Professors could be Unionized at U of M by spring

The Service Employee International Union (SEIU) has been working hard to unionize the full and part-time professors at the University of Minnesota and has reached the threshold needed to trigger a vote with 30% of U of M faculty signing on for an election.  The state will now confirm the petition in order for the University to hold a faculty unionization vote this spring.  The Star Tribune reports that there are 2,500 professors impacted, but per the University of Minnesota Office of Institutional Research, there are 3,804 total full-time and part-time faculty on the Twin Cities Campus.  The Duluth and Crookston campuses already have faculty unions in place for their 600+ faculty members.

The University is the state’s sixth largest employer and as Alpha News reported in September, the unions who represent some of the 19,000 public employees at the University, have been actively seeking new membership on campus.  The University of Minnesota Academic United/SEUI website states that “with our union, we can negotiate wages, benefits, leaves, increased diversity, workload, and more, for the good of our profession, our community, and our students.”

The move comes at a time when Minnesota’s public pension plans are on the verge of a financial crisis.  As Alpha News reported in August, the state is $17.6 billion short in funding current obligations under the Minnesota State Retirement System.  Current University union membership falls under the under-funded system, while University faculty and administration have their own retirement plan.

Other colleges in Minnesota have been following the trend of unionizing faculty, but the focus has been on part-time or adjunct professors, as The Pioneer Press reports, “Adjuncts at Macalester College and the University of St. Thomas declined to unionize in 2014, but Hamline University adjunct faculty did form a union and recently won raises of 15 percent to 25 percent in their first negotiated labor agreement.”  These are private colleges, while the U of M relies on taxpayer funding and tuition to support its operations.

A December ruling by the federal National Labor Relations Board will make unionizing college faculty easier. Inside Higher Ed reports that the ruling “rejected the claims of Pacific Lutheran University that its full-time, non-tenure track faculty members are managerial employees and thus are not entitled to collective bargaining. In doing so, the NLRB offered a set of standards for evaluating whether faculty members are managerial as described by the U.S. Supreme Court in its 1980 ruling inNLRB v. Yeshiva University, a decision that has largely made unionization impossible for tenure-track faculty members at private colleges and universities.”

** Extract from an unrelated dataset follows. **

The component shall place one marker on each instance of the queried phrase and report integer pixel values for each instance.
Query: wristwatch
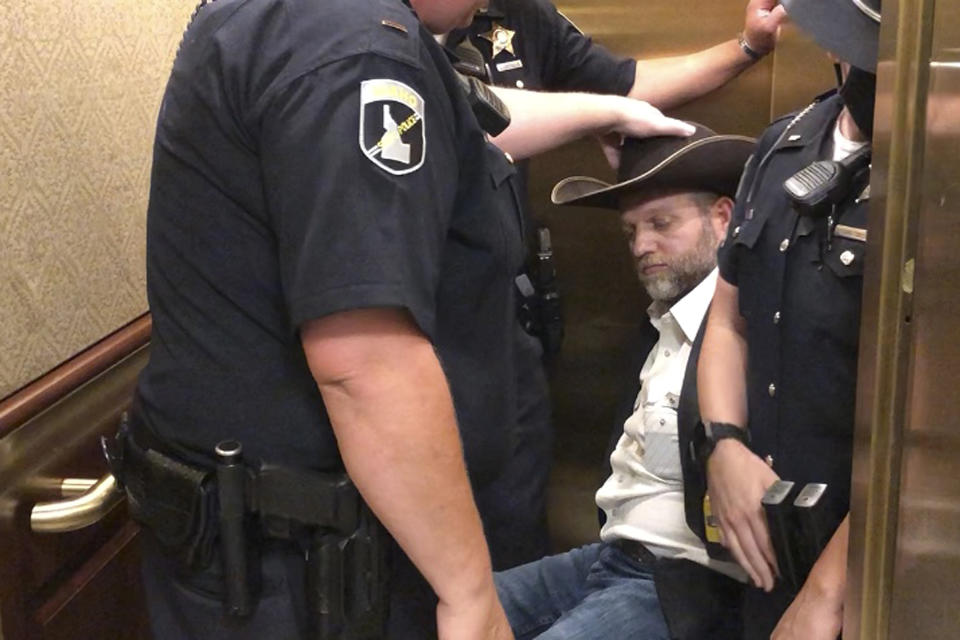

The LA Times reported today on the movement across California to unionize professors, “Even as unions lose membership in other industries, they have found friendlier turf in academia. Outside California, organized labor has won recent elections at several large private institutions, including Georgetown University in Washington, D.C., and Tufts in the Boston area.”  The American Federation of Teachers and the Service Employees International Union have signed up nearly 100,000 part-time academic faculty in the last two years, according to a recent U.S. News & World Report article. 

The movement is being fueled by more part-time professors who aren’t satisfied with their benefits and job stability.   The LA Times found that “About half of U.S. college and university faculty were full-time in 2011, down from 77% 40 years before that,” according to the U.S. Department of Education.